At the annual meeting of the American Medical Association, leaders tried to gut or suppress a resolution calling for an end to costly, onerous recertification examinations, but delegates forced consideration on the floor of the House of Delegates, where the resolution passed, reports the Association of American Physicians and Surgeons (AAPS).
“The public needs to understand what this is about,” said AAPS executive director Jane Orient, M.D. “What if you got a time-limited college degree, and 10 years later had to do more homework and pass an expensive and difficult final exam? If you missed a few too many questions, your degree would expire. Then you might suddenly lose your job, and a lot of potential employers would refuse to pay for your work.”
Older doctors who successfully went through advanced specialty training got board certified for life, she explained. But doctors who finished training in the late 1980s or later only got time-limited certification. They are on a Maintenance of Certification treadmill for the rest of their lives. This is claimed to be “voluntary,” but those who decline to participate, or who fail a high-stakes exam may lose hospital privileges or insurance panel membership. Their hospitalized patients lose their trusted doctor, and patients can’t get insurance coverage for that doctor’s care.

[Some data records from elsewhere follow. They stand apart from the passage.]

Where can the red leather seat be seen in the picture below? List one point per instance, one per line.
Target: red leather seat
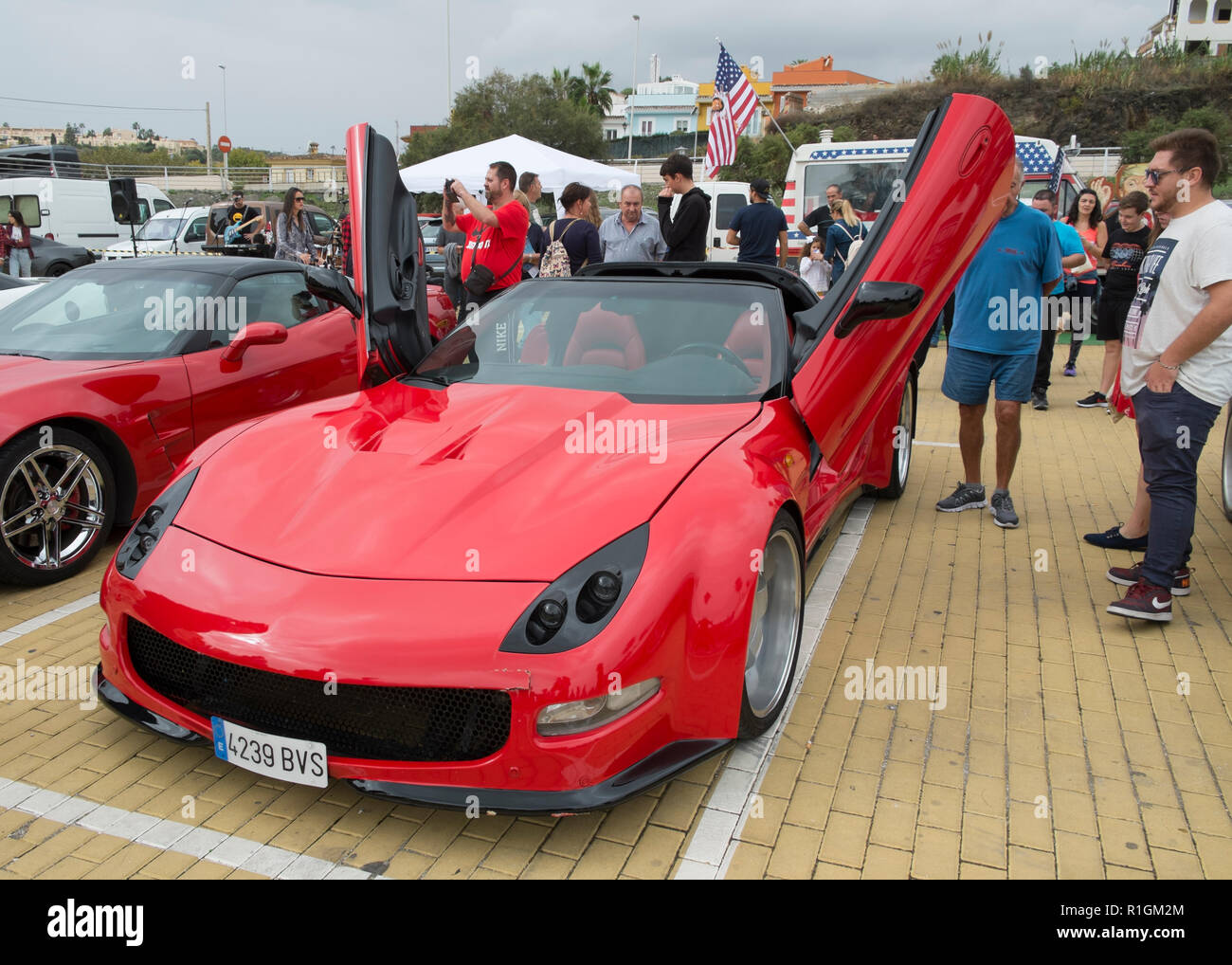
(536, 349)
(605, 337)
(752, 343)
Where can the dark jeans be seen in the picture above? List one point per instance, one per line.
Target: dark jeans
(1171, 431)
(1087, 290)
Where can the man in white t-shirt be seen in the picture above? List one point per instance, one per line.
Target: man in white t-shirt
(1177, 358)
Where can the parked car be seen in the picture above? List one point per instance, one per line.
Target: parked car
(52, 259)
(74, 210)
(179, 230)
(558, 558)
(263, 242)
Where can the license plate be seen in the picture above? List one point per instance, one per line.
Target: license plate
(286, 758)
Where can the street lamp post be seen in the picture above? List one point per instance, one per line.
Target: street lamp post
(628, 106)
(223, 68)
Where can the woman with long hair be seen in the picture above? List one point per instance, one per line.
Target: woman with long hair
(574, 230)
(20, 250)
(1087, 218)
(841, 235)
(294, 230)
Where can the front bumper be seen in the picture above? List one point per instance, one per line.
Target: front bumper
(661, 766)
(377, 632)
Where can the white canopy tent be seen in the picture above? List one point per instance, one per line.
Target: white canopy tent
(554, 168)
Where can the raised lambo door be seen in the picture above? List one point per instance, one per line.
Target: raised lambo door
(867, 327)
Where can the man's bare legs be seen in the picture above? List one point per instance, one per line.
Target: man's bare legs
(1009, 438)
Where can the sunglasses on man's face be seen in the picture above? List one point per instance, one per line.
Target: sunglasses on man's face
(1152, 176)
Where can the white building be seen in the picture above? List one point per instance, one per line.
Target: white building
(1190, 24)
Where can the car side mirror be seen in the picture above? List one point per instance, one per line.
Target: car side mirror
(259, 333)
(879, 300)
(334, 286)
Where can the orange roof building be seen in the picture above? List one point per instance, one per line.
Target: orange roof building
(792, 86)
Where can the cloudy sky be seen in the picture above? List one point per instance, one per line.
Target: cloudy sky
(304, 72)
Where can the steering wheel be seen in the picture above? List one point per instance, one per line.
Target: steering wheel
(721, 350)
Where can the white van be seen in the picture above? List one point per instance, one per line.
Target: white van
(865, 172)
(179, 230)
(726, 197)
(75, 210)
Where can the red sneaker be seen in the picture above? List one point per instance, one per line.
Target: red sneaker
(1126, 575)
(1145, 602)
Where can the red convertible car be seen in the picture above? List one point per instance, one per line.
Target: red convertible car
(111, 374)
(559, 557)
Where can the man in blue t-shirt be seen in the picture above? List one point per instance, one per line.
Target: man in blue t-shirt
(760, 226)
(996, 337)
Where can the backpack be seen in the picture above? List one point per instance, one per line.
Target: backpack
(855, 243)
(555, 260)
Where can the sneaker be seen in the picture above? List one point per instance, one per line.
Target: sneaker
(1114, 540)
(1145, 602)
(1003, 512)
(1126, 575)
(968, 496)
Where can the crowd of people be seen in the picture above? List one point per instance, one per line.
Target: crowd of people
(1165, 317)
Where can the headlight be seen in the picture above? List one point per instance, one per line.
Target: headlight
(586, 715)
(583, 600)
(143, 537)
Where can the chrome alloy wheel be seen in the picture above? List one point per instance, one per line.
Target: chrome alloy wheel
(903, 432)
(52, 507)
(774, 631)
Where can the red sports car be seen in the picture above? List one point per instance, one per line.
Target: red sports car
(559, 557)
(111, 374)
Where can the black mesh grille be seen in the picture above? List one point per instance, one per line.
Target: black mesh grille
(358, 721)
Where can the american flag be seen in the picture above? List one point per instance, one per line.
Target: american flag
(739, 103)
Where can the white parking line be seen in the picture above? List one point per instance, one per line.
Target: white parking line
(50, 616)
(172, 836)
(716, 838)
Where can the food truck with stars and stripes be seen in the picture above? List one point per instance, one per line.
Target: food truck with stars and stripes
(867, 173)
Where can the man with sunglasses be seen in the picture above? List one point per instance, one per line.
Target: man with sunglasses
(1177, 360)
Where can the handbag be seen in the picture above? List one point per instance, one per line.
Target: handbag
(483, 278)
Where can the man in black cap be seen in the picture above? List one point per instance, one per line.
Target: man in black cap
(239, 214)
(759, 225)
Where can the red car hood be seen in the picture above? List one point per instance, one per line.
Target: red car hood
(23, 371)
(471, 482)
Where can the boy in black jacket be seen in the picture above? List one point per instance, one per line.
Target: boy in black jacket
(685, 234)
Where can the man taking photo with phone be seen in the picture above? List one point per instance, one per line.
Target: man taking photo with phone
(492, 258)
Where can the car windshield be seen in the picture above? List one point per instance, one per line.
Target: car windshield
(99, 313)
(672, 339)
(161, 229)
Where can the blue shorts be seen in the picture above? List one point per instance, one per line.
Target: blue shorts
(969, 373)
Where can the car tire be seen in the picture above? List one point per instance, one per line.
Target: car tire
(1227, 468)
(900, 443)
(775, 628)
(33, 551)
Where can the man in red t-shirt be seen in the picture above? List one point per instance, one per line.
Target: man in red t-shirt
(496, 233)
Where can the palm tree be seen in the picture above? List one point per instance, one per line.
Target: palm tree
(594, 87)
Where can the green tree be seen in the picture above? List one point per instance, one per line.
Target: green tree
(499, 105)
(595, 90)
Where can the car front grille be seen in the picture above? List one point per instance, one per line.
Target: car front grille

“There is no evidence that re-certified doctors are any better than ‘grandfathered’ doctors, or those who didn’t make it over their specialty board’s hurdles,” Dr. Orient said. “But the process generates huge revenues for the testing industry, and assures that doctors are forced to study the treatments that elite ‘guidelines’ committees want them to use.”
The AMA’s Reference Committee attempted to weaken the proposed Resolution, but the one that ultimately passed after strong advocacy by many delegates, especially the Florida and Pennsylvania state medical associations, reads:
“RESOLVED, That our American Medical Association call for the immediate end of any mandatory, secured recertifying examination by the American Board of Medical Specialties (ABMS) or other certifying organizations as part of the recertification process for all those specialties that still require a secure, high-stakes recertification examination.”
The American Board of Medical Specialties (ABMS) immediately fired back, claiming that continuing medical education is not enough. The AMA’s official rejection of the proprietary recertification process “erodes the public’s trust,” said an ABMS memorandum urging reconsideration of the new AMA policy.
“It erodes the bottom line of the self-appointed elites,” Dr. Orient said, “but for doctors who prefer to dedicate their time and energy to their patients, it is incredibly good news.”
The Association of American Physicians and Surgeons (AAPS) is a national organization representing physicians in all specialties, founded in 1943.